Ebony Haley - Chemistry, MS
Nhu Le - Chemistry, MS
Luis Baca - Mathematics and Biology, BS
Shane Flynn - Chemistry and Biology, BS
Casey Moore - Physics, BS
Phenomena occurring far from thermodynamic equilibrium redistribute and manipulate energy. They are ubiquitous in our everyday experience, from the processes underlying the operation of living systems to those responsible for weather and climate. Matter driven out of equilibrium has evolving properties, structures, and patterns different from those found under equilibrium conditions. In the laboratory this fact is being exploited: for example, matter is manipulated at the molecular and supramolecular level to create structures and materials, impacting nanoscience, engineering, and technology. However, fundamental advances have been hindered by the lack of general, unifying principles and absence of a microscopic theory for processes arbitrarily far from equilibrium.
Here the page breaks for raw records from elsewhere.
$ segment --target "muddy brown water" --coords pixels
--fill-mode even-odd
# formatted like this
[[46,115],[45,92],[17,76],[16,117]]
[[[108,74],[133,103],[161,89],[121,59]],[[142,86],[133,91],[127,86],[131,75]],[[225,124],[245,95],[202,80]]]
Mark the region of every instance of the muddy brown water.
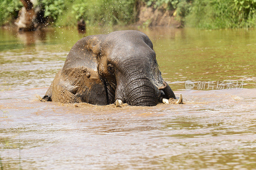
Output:
[[39,102],[76,41],[129,28],[88,28],[0,29],[2,168],[256,169],[256,30],[140,30],[186,104]]

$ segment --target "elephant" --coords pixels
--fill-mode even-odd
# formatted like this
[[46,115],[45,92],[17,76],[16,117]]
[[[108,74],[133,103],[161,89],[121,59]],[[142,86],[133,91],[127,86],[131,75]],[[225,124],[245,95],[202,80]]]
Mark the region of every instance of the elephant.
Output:
[[151,41],[141,32],[125,30],[79,40],[42,99],[151,106],[171,98],[176,98],[162,77]]

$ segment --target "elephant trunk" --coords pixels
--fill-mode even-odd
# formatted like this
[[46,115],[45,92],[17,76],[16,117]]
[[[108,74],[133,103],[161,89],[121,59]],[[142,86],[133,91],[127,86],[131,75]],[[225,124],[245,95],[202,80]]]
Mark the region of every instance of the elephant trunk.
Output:
[[172,89],[168,85],[168,84],[165,81],[164,81],[164,87],[159,88],[159,90],[162,90],[164,92],[164,93],[165,97],[166,99],[169,99],[170,98],[173,98],[174,99],[176,99],[175,95],[174,94],[172,90]]
[[147,79],[133,80],[129,83],[126,101],[132,106],[152,106],[158,103],[160,91]]

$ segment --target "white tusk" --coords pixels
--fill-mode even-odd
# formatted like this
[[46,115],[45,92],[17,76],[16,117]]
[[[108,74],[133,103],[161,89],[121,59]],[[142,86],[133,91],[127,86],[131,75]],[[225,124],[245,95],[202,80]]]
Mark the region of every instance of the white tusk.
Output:
[[116,101],[115,104],[116,104],[116,106],[118,107],[120,106],[120,105],[123,104],[123,102],[122,102],[122,101],[121,100],[116,99]]
[[180,98],[179,99],[179,100],[176,102],[176,104],[180,104],[182,102],[182,95],[181,94],[180,95]]
[[163,99],[163,103],[164,104],[169,104],[169,100],[166,99]]

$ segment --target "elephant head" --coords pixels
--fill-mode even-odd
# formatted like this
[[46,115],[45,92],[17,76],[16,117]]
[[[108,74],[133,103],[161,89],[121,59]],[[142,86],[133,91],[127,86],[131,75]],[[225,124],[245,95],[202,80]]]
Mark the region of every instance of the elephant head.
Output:
[[69,52],[58,85],[92,104],[119,99],[131,105],[155,106],[163,98],[176,98],[156,57],[152,42],[139,31],[86,37]]

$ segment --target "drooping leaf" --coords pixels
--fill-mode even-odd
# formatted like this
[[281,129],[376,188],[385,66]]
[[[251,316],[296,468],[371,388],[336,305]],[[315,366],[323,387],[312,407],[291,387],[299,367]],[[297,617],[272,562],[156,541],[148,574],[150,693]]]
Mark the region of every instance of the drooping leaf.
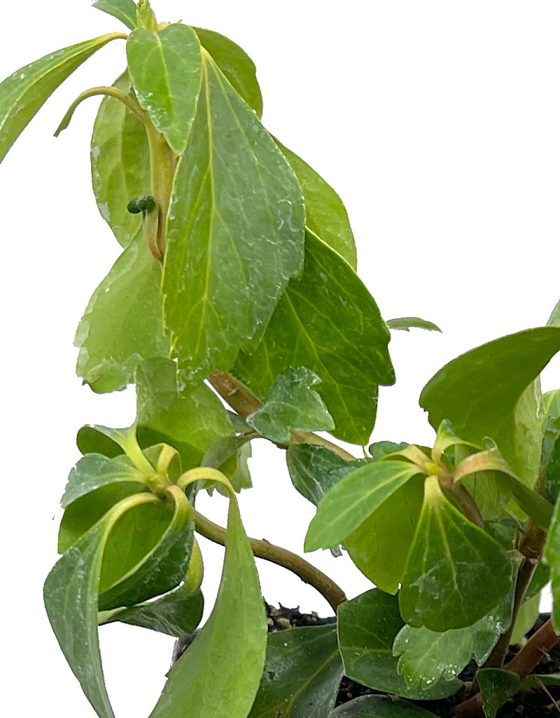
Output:
[[334,429],[333,418],[323,400],[311,388],[319,383],[319,377],[305,367],[285,369],[275,379],[264,405],[247,417],[247,423],[279,444],[289,442],[292,431]]
[[57,88],[94,52],[120,37],[113,32],[51,52],[0,84],[0,162]]
[[93,7],[113,15],[133,30],[136,24],[136,4],[134,0],[95,0]]
[[423,485],[422,476],[407,481],[344,539],[354,564],[387,593],[397,592],[404,574],[422,510]]
[[476,679],[486,718],[495,718],[498,709],[517,693],[521,682],[517,673],[500,668],[481,668]]
[[391,494],[418,474],[404,461],[376,461],[346,474],[321,499],[305,536],[304,550],[328,549],[344,539]]
[[136,98],[176,154],[189,141],[200,92],[200,42],[180,22],[156,32],[133,30],[126,42],[128,73]]
[[373,589],[338,607],[338,645],[344,674],[353,681],[405,698],[429,700],[456,693],[459,681],[440,681],[424,691],[407,686],[397,672],[391,646],[403,628],[399,602],[379,589]]
[[307,227],[356,271],[356,243],[342,200],[306,162],[276,141],[303,190]]
[[399,319],[387,320],[387,326],[389,329],[400,330],[403,332],[409,332],[411,329],[425,329],[428,332],[441,332],[440,327],[433,322],[428,322],[425,319],[419,319],[418,317],[402,317]]
[[323,718],[334,707],[341,678],[335,625],[270,633],[248,718]]
[[435,428],[447,419],[468,441],[494,439],[528,485],[541,454],[536,378],[560,350],[560,328],[543,327],[502,337],[453,359],[426,384],[420,406]]
[[335,421],[333,434],[366,444],[378,388],[394,382],[390,336],[377,305],[349,265],[311,233],[301,276],[292,279],[262,342],[242,353],[232,373],[261,398],[290,366],[321,380],[317,392]]
[[76,332],[76,371],[94,391],[124,388],[143,359],[168,357],[161,320],[161,270],[142,234],[93,293]]
[[399,592],[401,614],[412,626],[437,632],[470,626],[509,590],[510,560],[447,500],[437,477],[425,480],[424,493]]
[[[234,618],[234,620],[232,620]],[[267,624],[251,546],[232,498],[214,610],[169,672],[150,718],[246,718],[259,687]]]
[[213,30],[193,27],[200,44],[212,55],[229,84],[240,95],[260,119],[262,116],[262,95],[257,81],[255,63],[238,45],[229,37]]
[[114,718],[107,695],[98,636],[98,587],[103,551],[116,521],[157,498],[143,493],[123,499],[54,564],[44,583],[44,604],[62,653],[100,718]]

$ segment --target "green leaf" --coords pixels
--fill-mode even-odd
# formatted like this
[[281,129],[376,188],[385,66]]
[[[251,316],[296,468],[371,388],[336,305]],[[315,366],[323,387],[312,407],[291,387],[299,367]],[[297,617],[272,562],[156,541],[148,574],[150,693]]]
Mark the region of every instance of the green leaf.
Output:
[[444,419],[464,439],[490,437],[515,472],[532,486],[538,472],[541,427],[535,379],[560,350],[560,328],[509,335],[453,359],[426,384],[420,406],[435,428]]
[[304,550],[340,544],[391,494],[419,473],[404,461],[376,461],[347,474],[319,502],[305,536]]
[[205,52],[202,73],[175,176],[163,282],[187,383],[229,370],[258,340],[303,256],[305,208],[291,168]]
[[428,332],[441,332],[440,327],[433,322],[428,322],[425,319],[419,319],[418,317],[389,319],[387,320],[387,326],[389,329],[400,330],[403,332],[409,332],[411,329],[425,329]]
[[445,498],[437,477],[428,477],[399,593],[406,623],[437,632],[469,626],[503,598],[511,580],[507,554]]
[[344,539],[354,564],[387,593],[397,593],[404,574],[422,510],[423,486],[422,476],[407,481]]
[[136,25],[136,4],[133,0],[95,0],[93,7],[113,15],[124,23],[129,30]]
[[44,583],[52,630],[82,689],[100,718],[114,718],[103,680],[98,635],[98,587],[103,551],[119,518],[157,498],[144,493],[123,499],[54,564]]
[[269,633],[265,670],[248,718],[323,718],[342,678],[336,626]]
[[304,366],[285,369],[276,377],[264,405],[247,417],[250,426],[278,444],[288,443],[292,431],[328,431],[332,416],[323,400],[311,388],[321,379]]
[[0,162],[57,88],[94,52],[120,37],[113,32],[51,52],[0,84]]
[[435,714],[392,696],[360,696],[333,711],[329,718],[434,718]]
[[76,371],[94,391],[124,388],[143,359],[169,355],[163,333],[161,269],[143,236],[125,249],[90,299],[76,332]]
[[334,190],[297,154],[276,140],[303,190],[305,225],[356,271],[356,243],[348,213]]
[[473,658],[481,666],[509,628],[513,608],[511,590],[488,615],[464,628],[438,633],[404,626],[393,643],[393,656],[400,656],[397,672],[407,686],[426,689],[442,678],[457,678]]
[[521,682],[517,673],[500,668],[481,668],[476,679],[486,718],[495,718],[498,709],[517,693]]
[[262,341],[250,356],[239,355],[232,373],[262,398],[285,368],[306,366],[321,378],[317,391],[334,419],[332,433],[364,444],[375,424],[379,386],[394,382],[389,338],[352,269],[308,232],[301,276],[291,280]]
[[193,27],[200,44],[212,56],[234,90],[240,95],[260,119],[262,95],[257,81],[255,63],[238,45],[213,30]]
[[246,718],[259,687],[267,623],[249,539],[234,495],[216,605],[169,672],[151,718]]
[[138,27],[127,40],[126,57],[141,107],[171,149],[182,154],[200,92],[200,42],[196,33],[181,23],[159,32]]
[[396,597],[373,589],[338,607],[338,645],[344,674],[376,691],[420,700],[456,693],[459,681],[441,681],[424,691],[409,688],[397,672],[391,646],[404,623]]

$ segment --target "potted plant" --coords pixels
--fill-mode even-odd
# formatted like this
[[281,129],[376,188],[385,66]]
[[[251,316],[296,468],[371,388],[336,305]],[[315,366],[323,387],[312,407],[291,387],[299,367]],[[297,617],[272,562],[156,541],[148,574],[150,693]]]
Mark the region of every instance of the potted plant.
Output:
[[[0,152],[76,67],[125,41],[126,71],[82,93],[58,130],[103,96],[93,188],[123,251],[78,327],[77,373],[95,392],[133,383],[137,395],[131,426],[78,432],[44,586],[95,711],[113,716],[98,626],[115,622],[189,637],[153,718],[493,718],[521,691],[554,691],[558,676],[533,671],[558,640],[558,608],[523,637],[543,587],[560,586],[560,390],[539,385],[560,306],[427,382],[432,446],[396,437],[356,459],[337,442],[369,444],[379,388],[394,381],[389,330],[437,327],[381,317],[341,200],[261,124],[241,48],[159,23],[144,0],[94,5],[126,31],[4,80]],[[346,551],[369,590],[348,600],[307,560],[247,537],[237,494],[260,438],[317,506],[305,551]],[[197,510],[205,490],[229,500],[226,526]],[[201,627],[197,535],[226,549]],[[269,633],[255,557],[313,585],[336,622]]]

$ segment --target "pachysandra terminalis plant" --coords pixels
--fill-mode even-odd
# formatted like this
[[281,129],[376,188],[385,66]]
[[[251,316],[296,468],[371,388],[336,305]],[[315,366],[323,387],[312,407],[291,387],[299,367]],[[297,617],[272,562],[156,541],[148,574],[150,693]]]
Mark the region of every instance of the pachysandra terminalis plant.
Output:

We are working towards these general, unifying principles and a microscopic theory for nonequilibrium processes. Our research develops theories and computer simulation methods, in part, to determine the efficiency and limitations of energy transport. We perform, develop, and apply physics-based models of molecules and numerical analysis techniques to simulate, evaluate, and solve problems. Technically, our research is in the field of theoretical and computational chemistry, but it makes use of computer science and mathematics, and draws inspiration from biology.
A primary aim of our research is to predict experimental results for a diverse range of energetically driven nanoscale systems, from photo-switchable and dynamically aggregating nanoparticles to single, vibrationally excited molecules. Another goal is a microscopic theory of nonequilibrium processes, which will determine the maximum useful work small systems can perform while out of equilibrium. With new understanding of the energy dissipated or "wasted" by nanoscale devices and molecules, these systems will be subject to more informed design and control. Harnessing dissipated energy will then lead to new synthetic routes to dynamic nanostructured materials and complex biological matter.
1. Cutting edge theoretical and computational methods; 2. our own massively parallel and efficient computer codes that execute on graphics processors and simulate molecular dynamics; 3. the ability to change quickly between, and solve problems at, the interface of several scientific fields; 4. a diverse set of fascinating problems.